Is reading a file a read-only file system operation?
  Not technically, because you are supposed to update the atime
  But maybe we don't care if atime not updated in exceptional circumstances
  So Harp offers a second "weaker" mode of operation
    Allows small chance that atime update could get lost with failure

Is the file system VFS layer a deterministic replicated finite state machine?
  I.e., apply same operation on two identical file systems, get same result?
  No, because file times may not be identical
  How does Harp address?  change VFS to allow caller to specify mtime (p. 9)

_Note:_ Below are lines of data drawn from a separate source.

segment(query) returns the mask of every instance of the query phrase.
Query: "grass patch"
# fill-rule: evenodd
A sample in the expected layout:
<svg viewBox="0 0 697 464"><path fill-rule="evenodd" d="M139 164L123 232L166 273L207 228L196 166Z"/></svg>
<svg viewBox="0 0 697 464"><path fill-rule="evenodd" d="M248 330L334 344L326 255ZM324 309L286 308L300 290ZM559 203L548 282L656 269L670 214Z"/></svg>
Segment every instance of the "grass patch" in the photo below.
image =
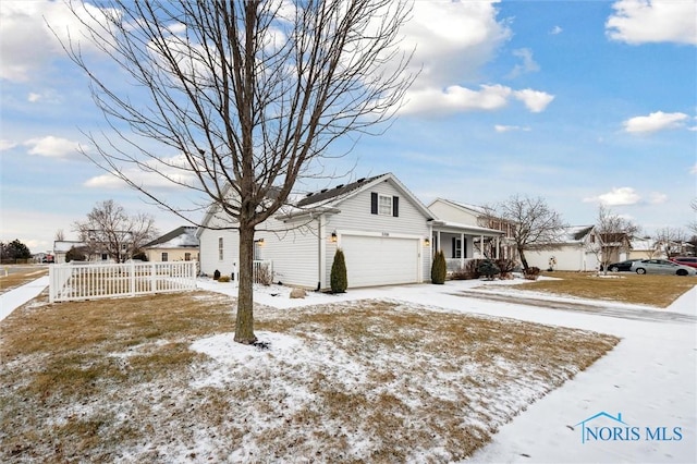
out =
<svg viewBox="0 0 697 464"><path fill-rule="evenodd" d="M192 351L233 331L232 306L191 292L16 309L0 322L0 461L462 460L619 341L360 301L257 307L260 334L297 343L252 362Z"/></svg>
<svg viewBox="0 0 697 464"><path fill-rule="evenodd" d="M522 290L547 292L563 296L608 300L665 308L697 284L694 277L638 276L633 272L543 272L561 280L537 280L518 285Z"/></svg>
<svg viewBox="0 0 697 464"><path fill-rule="evenodd" d="M4 268L5 266L0 266L0 294L48 274L48 269L46 268L23 268L21 272L5 276Z"/></svg>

What's in an event record (Sec 4.4-4.5)?
  A call to execute on the file system state
  Enough information to describe the "outcome" of the call completely
  Why is this tricky for file permissions?
    E.g., write A (permission denied), chmod A
    If you replay this log a second time, get different result
  Why is this tricky for file creation (Sec 4.4, p. 8)?
    Directory state is more than just file name -> inode mapping
      At the time, you could read raw directory structures with "cat /dir/"
      Even today, files stored in a particular order
      Cookies/offsets used to encode entry positions
      All of these things depend on order of directory operations
        create B, create A, unlink A, create A, unlink B
                                != unlink A, create A, unlink B
        Replay just the last 3 and will get different result
    Note simpler example might just be inode number
  Multiple things could go wrong here:
    Harp has to reply to requests at CP, not AP
      So needs to be able to predict outcome before applying event record
    Harp must ensure backups maintain identical state
  What's the solution?
    Keep shadow state for inodes and directory pages (Sec 4.4, p. 9)
    Also presumably need to bypass VFS layer for directory ops as well

Why is fsck a problem? (Sec. 4.3, p. 8)
  Completely messes up outcomes like position in directory entry

How to organize multiple file systems with Harp?
  Spread the load so nodes are primary, backup, witness for different FSes

What happens to duplicate RPCs (same xids, Sec. 4.5)?
  In single NFS server, should cache reply to avoid re-executing
  Harp must embed RPC xids in replies so new primary can build replay cache

What is comparison point for evaluation?  Single NFS server
  Is this a fair comparison point?
    Could also have compared to single NFS server with UPS hack
  Pro argument:  People tolerate existing NFS performance
    Harp shows availability/reliability is possible at existing performance
    Don't need to beet hypothetical world's fastest NFS server to be useful
  Con argument:  Maybe the UPS story is scary
    What if UPS fails and you don't learn until it's too late?
    What if log somehow corrupted during a reboot?
    Today's datacenters do often have UPSes, so in retrospect looks okay

Why graph x=load y=response-time?
  Why does this graph make sense?
  Why not just graph total time to perform X operations?
  One reason is that systems sometimes get more/less efficient w/ high load.
  And we care a lot how they perform w/ overload.

Why does response time go up with load?
  Why first gradual...
    Queuing and random bursts?
    And some ops more expensive than others, cause temp delays.
  Then almost straight up?
    Probably has hard limits, like disk I/Os per second.